Simplifying by ignoring Fused, literals and removing boilerplate, substitute currently looks like
def substitute(self, old, new):
new_exprs = []
for op in self.operands: # D
if isinstance(op, Expr):
op.substitute(old, new)
else:
new_exprs.append(op)
return type(self)(*new_exprs) # with caching of tokenization/names O(D)The runtime of this is then T(N) = D * T(M) + O(1) where M are the number of nodes the individual operands depend on and N are the total number of expressions in the graph. In a very simple case of a tree-like structure, M is approximately N/D which gives us T(N) = D * T(N / D)
using the recursion master theorem (a=b=D; c_crit = 1) we get T(N) = O(N) which is fine.
However, if the subproblem size M is not reduced as strongly but only be some constant factor, e.g. M = N - 1, we get T(N) = D * T(N - 1) + O(D) which reduces to (using induction) T(N) = O(D^N), i.e. this is exponential growth which is catastrophic (whether the constant is 1 or smth else doesn't matter)
This may sound artificial but since we're dealing with generic DAGs, this condition is not impossible and not even uncommon. Whenever there is a cycle in our graph structure the reduction is only by a constant factor. Assuming that our cycles are often diamond-like structures (i.e. D=2 / two branches) and C is the number of cycles in an expression graph, this gives us a worst case runtime of O(2^C)
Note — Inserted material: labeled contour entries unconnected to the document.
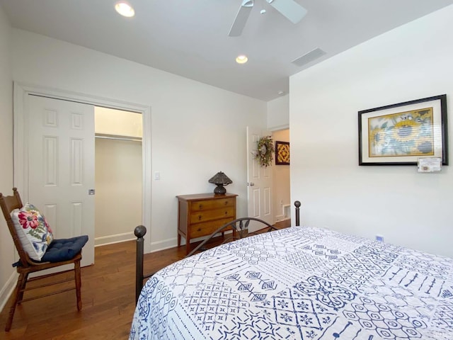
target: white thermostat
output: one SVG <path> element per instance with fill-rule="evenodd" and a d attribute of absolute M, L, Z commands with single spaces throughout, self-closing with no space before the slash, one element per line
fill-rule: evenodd
<path fill-rule="evenodd" d="M 418 172 L 437 172 L 441 170 L 441 157 L 426 157 L 418 159 Z"/>

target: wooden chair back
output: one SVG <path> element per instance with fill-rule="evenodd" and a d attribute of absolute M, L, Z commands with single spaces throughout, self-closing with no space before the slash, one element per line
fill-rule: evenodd
<path fill-rule="evenodd" d="M 1 206 L 1 211 L 5 217 L 9 232 L 13 237 L 14 246 L 18 253 L 19 253 L 19 258 L 21 259 L 22 266 L 28 267 L 30 264 L 33 264 L 33 261 L 30 259 L 26 251 L 23 250 L 17 231 L 16 230 L 16 227 L 14 227 L 14 222 L 13 222 L 13 219 L 11 218 L 11 212 L 13 210 L 15 209 L 21 209 L 23 206 L 17 188 L 13 188 L 13 195 L 11 196 L 4 196 L 0 193 L 0 206 Z"/>

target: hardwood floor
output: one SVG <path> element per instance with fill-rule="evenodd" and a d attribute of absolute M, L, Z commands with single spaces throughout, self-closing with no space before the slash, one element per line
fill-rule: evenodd
<path fill-rule="evenodd" d="M 276 227 L 286 227 L 289 223 L 283 221 Z M 11 329 L 5 332 L 10 299 L 0 313 L 0 339 L 128 339 L 135 309 L 135 243 L 130 241 L 96 248 L 96 264 L 81 269 L 80 312 L 74 290 L 25 302 L 18 306 Z M 155 272 L 183 259 L 185 250 L 180 246 L 145 254 L 144 273 Z M 72 272 L 59 276 L 68 275 Z M 52 279 L 56 278 L 59 278 Z M 25 292 L 24 296 L 32 293 Z"/>

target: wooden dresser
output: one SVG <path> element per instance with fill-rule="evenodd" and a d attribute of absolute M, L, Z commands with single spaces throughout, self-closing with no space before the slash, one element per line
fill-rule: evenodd
<path fill-rule="evenodd" d="M 178 198 L 178 246 L 185 239 L 185 254 L 190 251 L 190 239 L 210 235 L 217 228 L 236 219 L 236 196 L 197 193 Z"/>

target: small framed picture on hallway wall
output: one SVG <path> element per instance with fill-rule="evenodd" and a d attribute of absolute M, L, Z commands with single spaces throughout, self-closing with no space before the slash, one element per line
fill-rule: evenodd
<path fill-rule="evenodd" d="M 275 141 L 275 165 L 289 165 L 289 142 Z"/>

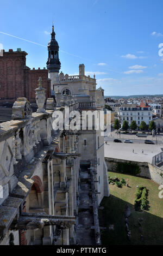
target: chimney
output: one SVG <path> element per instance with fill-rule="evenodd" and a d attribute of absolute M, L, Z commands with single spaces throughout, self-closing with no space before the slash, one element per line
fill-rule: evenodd
<path fill-rule="evenodd" d="M 79 75 L 85 75 L 85 66 L 84 64 L 80 64 L 79 68 Z"/>

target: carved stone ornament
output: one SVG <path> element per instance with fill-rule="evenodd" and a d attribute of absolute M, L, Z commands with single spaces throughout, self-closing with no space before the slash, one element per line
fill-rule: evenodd
<path fill-rule="evenodd" d="M 12 119 L 30 118 L 31 117 L 32 109 L 29 102 L 26 98 L 18 98 L 12 106 Z"/>
<path fill-rule="evenodd" d="M 45 90 L 44 88 L 42 88 L 42 79 L 39 78 L 39 87 L 35 89 L 36 91 L 36 100 L 38 106 L 37 112 L 45 112 L 45 109 L 43 108 L 43 105 L 45 100 Z"/>
<path fill-rule="evenodd" d="M 55 108 L 55 103 L 53 98 L 48 98 L 46 101 L 47 110 L 54 110 Z"/>

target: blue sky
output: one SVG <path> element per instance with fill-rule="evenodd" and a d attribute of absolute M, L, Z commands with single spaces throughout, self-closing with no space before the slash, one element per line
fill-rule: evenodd
<path fill-rule="evenodd" d="M 30 68 L 46 67 L 53 19 L 65 74 L 78 74 L 83 63 L 105 95 L 162 94 L 162 0 L 6 0 L 0 44 L 26 51 Z"/>

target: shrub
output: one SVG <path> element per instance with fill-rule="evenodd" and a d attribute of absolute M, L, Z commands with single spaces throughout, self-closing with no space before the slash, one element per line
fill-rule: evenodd
<path fill-rule="evenodd" d="M 145 198 L 143 198 L 141 201 L 140 209 L 141 210 L 146 210 L 147 206 L 147 200 Z"/>
<path fill-rule="evenodd" d="M 116 181 L 115 182 L 116 184 L 118 187 L 118 188 L 121 188 L 122 187 L 122 183 L 121 181 Z"/>
<path fill-rule="evenodd" d="M 147 190 L 146 187 L 143 186 L 139 186 L 136 190 L 136 198 L 134 203 L 135 209 L 136 210 L 145 210 L 147 209 L 148 201 Z"/>
<path fill-rule="evenodd" d="M 122 183 L 122 185 L 124 185 L 124 186 L 126 185 L 126 180 L 125 180 L 124 178 L 122 178 L 121 183 Z"/>

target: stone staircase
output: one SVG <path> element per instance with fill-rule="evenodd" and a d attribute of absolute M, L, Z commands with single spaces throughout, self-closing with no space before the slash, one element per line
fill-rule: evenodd
<path fill-rule="evenodd" d="M 80 166 L 80 168 L 77 244 L 95 245 L 91 183 L 88 170 L 89 166 Z"/>

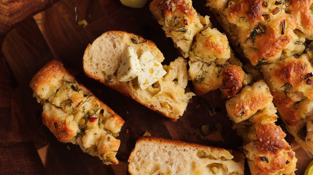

That this is not just a theoretical problem but also a practical one can be seen in Query 21 of the TPCH benchmark suite as it is currently implemented in the coiled/benchmarks repo which takes a relatively long time to run the substitution, see also #798 (comment) (If my math checks out, adding another filter to the query would double the optimize runtime, haven't tested this, yet)
I instrumented the code and could measure ~13.4M invocations of Expr.substitute. In this particular example it seems that these cycles are introduced by Filter expressions. We had a similar problem in the past with Assign expressions.